What would be your work motto?
You matter. Whether I’m developing lesson plans, designing a questionnaire, or putting together an agenda for a faculty committee meeting, I try to remind myself that the students in my classes, the participants in my studies, and the colleagues I work with matter—and then ask myself if I’m doing all I can to ensure that I’m not only caring for myself, but for others.

Which of your publications is your favorite, and why?
I have no children of my own, but I feel that this question is like asking parents to choose their favorite child. On that note, however, I’m nearly certain my mother would declare me her favorite child without hesitation (apologies to my brothers), so I’ll give it a go. My most recent publication in Communication Research is among my favorite. The study was a longitudinal experiment that exposed participants to a television program featuring a predominantly queer cast of characters over a 10-week period, and concluded that negative attitudes toward gay and lesbian individuals significantly decreased from the pretest to the posttest only among those who developed at least a moderate parasocial relationship with one of the queer characters. This is among my favorite publications because the over-time experimental design afforded the opportunity to make strong causal arguments about the value of mediated social ties with marginalized or minoritized outgroups (nod to the Waterhouse Family Institute for funding this project).

If you had unlimited resources, what kind of project would you want to do and why?
I would be thrilled to engage in large-scale, over-time experimental research to investigate media’s influence on the identity acceptance and well-being of adolescents with multiple marginalized or minoritized identities.
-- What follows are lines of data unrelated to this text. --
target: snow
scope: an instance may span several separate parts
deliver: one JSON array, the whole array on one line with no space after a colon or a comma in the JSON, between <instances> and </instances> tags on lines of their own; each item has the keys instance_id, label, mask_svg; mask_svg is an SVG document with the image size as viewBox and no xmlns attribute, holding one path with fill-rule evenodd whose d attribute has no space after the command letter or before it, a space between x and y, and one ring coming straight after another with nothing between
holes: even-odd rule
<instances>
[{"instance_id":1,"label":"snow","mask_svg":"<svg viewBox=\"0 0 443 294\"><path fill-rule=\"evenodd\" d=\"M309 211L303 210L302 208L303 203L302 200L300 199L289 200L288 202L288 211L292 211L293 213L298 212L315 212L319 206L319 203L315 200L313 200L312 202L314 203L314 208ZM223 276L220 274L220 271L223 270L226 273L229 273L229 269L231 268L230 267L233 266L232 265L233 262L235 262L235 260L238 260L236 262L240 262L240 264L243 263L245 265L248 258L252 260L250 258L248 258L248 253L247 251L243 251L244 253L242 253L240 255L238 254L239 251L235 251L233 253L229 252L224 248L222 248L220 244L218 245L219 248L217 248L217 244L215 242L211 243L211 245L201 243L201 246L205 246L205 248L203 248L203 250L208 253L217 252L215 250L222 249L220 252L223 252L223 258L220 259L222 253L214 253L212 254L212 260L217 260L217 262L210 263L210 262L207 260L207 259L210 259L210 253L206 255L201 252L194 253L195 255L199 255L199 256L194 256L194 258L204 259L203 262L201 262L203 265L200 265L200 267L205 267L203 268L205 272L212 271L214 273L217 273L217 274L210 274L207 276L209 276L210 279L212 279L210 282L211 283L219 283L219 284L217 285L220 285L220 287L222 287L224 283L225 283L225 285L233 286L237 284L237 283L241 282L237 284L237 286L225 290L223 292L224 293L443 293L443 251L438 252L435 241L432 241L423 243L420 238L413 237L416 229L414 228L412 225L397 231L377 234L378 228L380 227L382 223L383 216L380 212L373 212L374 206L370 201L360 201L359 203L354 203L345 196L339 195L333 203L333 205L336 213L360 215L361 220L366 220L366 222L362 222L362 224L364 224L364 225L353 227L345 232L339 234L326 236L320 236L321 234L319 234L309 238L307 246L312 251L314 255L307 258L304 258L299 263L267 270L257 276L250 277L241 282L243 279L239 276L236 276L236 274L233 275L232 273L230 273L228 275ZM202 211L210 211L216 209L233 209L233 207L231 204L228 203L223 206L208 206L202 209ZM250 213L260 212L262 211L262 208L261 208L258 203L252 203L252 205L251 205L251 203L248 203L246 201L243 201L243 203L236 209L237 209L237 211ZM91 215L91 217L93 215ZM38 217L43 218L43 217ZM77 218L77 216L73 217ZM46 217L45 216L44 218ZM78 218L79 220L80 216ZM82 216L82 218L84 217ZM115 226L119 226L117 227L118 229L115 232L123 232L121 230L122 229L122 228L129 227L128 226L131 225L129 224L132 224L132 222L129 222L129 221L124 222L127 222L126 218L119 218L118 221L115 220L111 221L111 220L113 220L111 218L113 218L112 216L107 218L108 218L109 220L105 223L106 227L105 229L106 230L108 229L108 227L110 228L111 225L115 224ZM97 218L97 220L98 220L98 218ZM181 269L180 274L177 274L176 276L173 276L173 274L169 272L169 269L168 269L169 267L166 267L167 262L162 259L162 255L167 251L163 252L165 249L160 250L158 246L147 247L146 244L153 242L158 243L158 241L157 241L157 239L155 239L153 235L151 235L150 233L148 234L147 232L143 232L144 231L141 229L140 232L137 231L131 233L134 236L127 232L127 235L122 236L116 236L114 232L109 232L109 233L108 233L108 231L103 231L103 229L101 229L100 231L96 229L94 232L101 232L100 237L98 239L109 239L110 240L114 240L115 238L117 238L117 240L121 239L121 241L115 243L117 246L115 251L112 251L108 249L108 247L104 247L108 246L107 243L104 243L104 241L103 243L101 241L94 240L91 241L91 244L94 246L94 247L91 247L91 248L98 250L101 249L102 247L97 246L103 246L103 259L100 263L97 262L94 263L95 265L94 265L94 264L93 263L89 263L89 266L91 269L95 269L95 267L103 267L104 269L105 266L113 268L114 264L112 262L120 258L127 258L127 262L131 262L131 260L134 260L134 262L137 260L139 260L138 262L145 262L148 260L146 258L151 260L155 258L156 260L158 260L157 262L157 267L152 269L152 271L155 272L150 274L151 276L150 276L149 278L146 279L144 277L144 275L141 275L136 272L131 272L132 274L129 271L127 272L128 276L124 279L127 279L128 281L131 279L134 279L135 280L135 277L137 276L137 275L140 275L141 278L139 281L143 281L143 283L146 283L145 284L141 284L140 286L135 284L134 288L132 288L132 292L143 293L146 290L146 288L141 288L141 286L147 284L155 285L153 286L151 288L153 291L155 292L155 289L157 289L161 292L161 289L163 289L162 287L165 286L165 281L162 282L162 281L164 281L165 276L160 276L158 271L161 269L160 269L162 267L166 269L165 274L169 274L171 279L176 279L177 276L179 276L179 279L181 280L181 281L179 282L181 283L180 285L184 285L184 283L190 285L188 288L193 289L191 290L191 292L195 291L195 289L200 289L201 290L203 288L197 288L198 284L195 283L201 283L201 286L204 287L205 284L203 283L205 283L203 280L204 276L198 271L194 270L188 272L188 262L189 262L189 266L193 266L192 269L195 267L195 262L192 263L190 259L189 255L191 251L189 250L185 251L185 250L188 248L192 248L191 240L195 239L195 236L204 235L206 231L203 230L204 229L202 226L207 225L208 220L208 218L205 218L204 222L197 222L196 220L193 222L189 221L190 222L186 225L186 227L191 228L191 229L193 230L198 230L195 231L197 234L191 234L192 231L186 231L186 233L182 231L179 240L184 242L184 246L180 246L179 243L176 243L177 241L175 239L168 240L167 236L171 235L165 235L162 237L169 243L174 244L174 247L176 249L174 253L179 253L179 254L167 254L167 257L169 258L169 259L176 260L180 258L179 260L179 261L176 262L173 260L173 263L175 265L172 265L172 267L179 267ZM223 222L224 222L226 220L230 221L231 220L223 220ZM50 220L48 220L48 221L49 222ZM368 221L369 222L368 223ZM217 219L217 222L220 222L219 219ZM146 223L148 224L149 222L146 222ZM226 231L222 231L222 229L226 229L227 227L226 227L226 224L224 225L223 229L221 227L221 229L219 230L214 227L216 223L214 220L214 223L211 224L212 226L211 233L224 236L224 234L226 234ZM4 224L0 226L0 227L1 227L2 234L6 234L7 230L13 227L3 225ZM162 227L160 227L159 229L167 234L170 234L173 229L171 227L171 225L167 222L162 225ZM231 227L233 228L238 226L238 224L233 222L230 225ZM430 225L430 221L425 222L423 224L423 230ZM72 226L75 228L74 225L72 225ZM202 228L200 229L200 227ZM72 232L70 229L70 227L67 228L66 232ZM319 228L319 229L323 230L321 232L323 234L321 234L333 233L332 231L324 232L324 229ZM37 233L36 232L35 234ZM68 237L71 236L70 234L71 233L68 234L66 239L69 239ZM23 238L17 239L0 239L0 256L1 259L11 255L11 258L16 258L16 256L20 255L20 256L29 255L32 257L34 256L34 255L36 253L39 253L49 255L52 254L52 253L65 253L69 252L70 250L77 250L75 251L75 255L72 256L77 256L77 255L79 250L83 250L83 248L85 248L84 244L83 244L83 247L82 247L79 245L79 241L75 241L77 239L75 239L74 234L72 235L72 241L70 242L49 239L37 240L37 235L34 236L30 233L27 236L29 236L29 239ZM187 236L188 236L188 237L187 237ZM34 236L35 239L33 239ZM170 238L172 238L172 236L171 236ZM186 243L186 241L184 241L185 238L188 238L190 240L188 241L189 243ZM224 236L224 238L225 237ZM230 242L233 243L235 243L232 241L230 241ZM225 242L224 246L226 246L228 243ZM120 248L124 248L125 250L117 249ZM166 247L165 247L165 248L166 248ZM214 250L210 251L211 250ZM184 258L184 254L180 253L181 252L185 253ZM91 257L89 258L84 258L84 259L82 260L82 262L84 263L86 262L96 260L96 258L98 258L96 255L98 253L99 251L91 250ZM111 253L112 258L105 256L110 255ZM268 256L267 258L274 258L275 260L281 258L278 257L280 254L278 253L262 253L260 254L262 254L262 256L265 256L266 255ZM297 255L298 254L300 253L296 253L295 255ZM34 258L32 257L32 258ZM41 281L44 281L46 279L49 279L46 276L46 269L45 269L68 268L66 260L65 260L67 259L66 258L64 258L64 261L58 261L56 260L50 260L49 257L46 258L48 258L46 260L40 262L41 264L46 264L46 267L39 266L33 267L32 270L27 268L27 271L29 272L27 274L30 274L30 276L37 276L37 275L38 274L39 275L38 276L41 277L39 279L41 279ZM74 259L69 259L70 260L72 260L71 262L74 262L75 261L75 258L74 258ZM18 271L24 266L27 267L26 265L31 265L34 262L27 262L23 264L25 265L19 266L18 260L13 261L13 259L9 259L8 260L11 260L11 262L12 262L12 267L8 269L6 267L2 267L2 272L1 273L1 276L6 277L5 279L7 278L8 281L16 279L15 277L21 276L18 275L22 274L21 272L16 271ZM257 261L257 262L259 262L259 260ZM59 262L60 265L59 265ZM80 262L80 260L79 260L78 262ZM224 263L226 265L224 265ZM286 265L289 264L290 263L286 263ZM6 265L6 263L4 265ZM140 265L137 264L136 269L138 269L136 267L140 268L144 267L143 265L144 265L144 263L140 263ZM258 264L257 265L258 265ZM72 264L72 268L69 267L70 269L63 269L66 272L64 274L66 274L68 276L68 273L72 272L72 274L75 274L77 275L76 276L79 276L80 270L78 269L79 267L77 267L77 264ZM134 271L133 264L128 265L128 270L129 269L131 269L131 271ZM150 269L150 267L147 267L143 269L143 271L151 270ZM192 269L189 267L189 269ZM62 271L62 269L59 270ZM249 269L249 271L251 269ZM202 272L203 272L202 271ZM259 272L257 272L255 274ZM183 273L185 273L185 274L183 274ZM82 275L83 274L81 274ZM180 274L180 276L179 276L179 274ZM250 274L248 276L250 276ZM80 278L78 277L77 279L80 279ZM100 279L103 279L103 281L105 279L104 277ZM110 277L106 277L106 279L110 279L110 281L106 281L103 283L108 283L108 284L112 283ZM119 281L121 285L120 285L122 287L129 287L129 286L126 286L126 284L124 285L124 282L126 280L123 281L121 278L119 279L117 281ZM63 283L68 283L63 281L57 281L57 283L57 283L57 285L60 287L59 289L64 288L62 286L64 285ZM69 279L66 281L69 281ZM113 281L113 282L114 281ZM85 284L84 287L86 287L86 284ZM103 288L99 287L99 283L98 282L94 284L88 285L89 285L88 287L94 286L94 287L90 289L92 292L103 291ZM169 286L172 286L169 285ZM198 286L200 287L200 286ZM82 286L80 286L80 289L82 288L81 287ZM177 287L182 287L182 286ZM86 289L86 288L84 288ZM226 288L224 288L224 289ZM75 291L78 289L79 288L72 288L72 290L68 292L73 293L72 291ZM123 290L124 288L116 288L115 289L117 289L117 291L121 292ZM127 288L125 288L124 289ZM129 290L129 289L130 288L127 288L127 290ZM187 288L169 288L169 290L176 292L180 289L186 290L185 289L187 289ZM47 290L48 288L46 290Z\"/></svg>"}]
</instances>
For example, studies suggest that a lower SES, Latina female adolescent who identifies as lesbian is likely to feel a sense of happiness and community when viewing higher SES, White gay male characters on television. Over time, however, qualitative evidence suggests that the same adolescent (only seeing other queer characters on screen as higher SES, White, and male) begins to engage in social comparison that makes her question if she belongs to the LGBTQ community, thereby decreasing identity acceptance and well-being. Evidence for this “representational tipping point” is largely qualitative, and causal experimental studies dissecting this intersectional representation would need significant resources (NGOs and foundations: my email is bond@sandiego.edu)

If you had to give one piece of advice to young CAM scholars, what would it be?Embrace your failures. Too often young scholars focus on tangible measures of productivity, which is understandable given the pressures of the job market and the tenure process. But when your measures are unreliable, or your interview data seem impossible to theme, or your analyses do not reach significance, realize that you are being given an opportunity to reflect and reformulate your study of communication phenomena. Reframe traditionally defined “failures” as opportunities to grow. I have learned so much more from my missteps than from my successes, but it took me some time to accept the fact that spending an hour engaged in deep, critical thinking about my mistakes (often while staring at a blinking cursor in a blank Word document) was indeed productive. Remember, your intellectual worth cannot be measured in p-values.

Who would you like to put in the spotlight next, and why?
I nominate Sarah Rosaen, professor of communication studies at the University of Michigan-Flint. Sarah’s 2011 publication investigating parasocial relationships within a sample of vulnerable children was among the first pieces I had read that applied parasocial concepts to child audiences. This work ultimately played an important role in my own research within that realm. I would love to know what she is working on, and how she is balancing her scholarship with her role as department chair.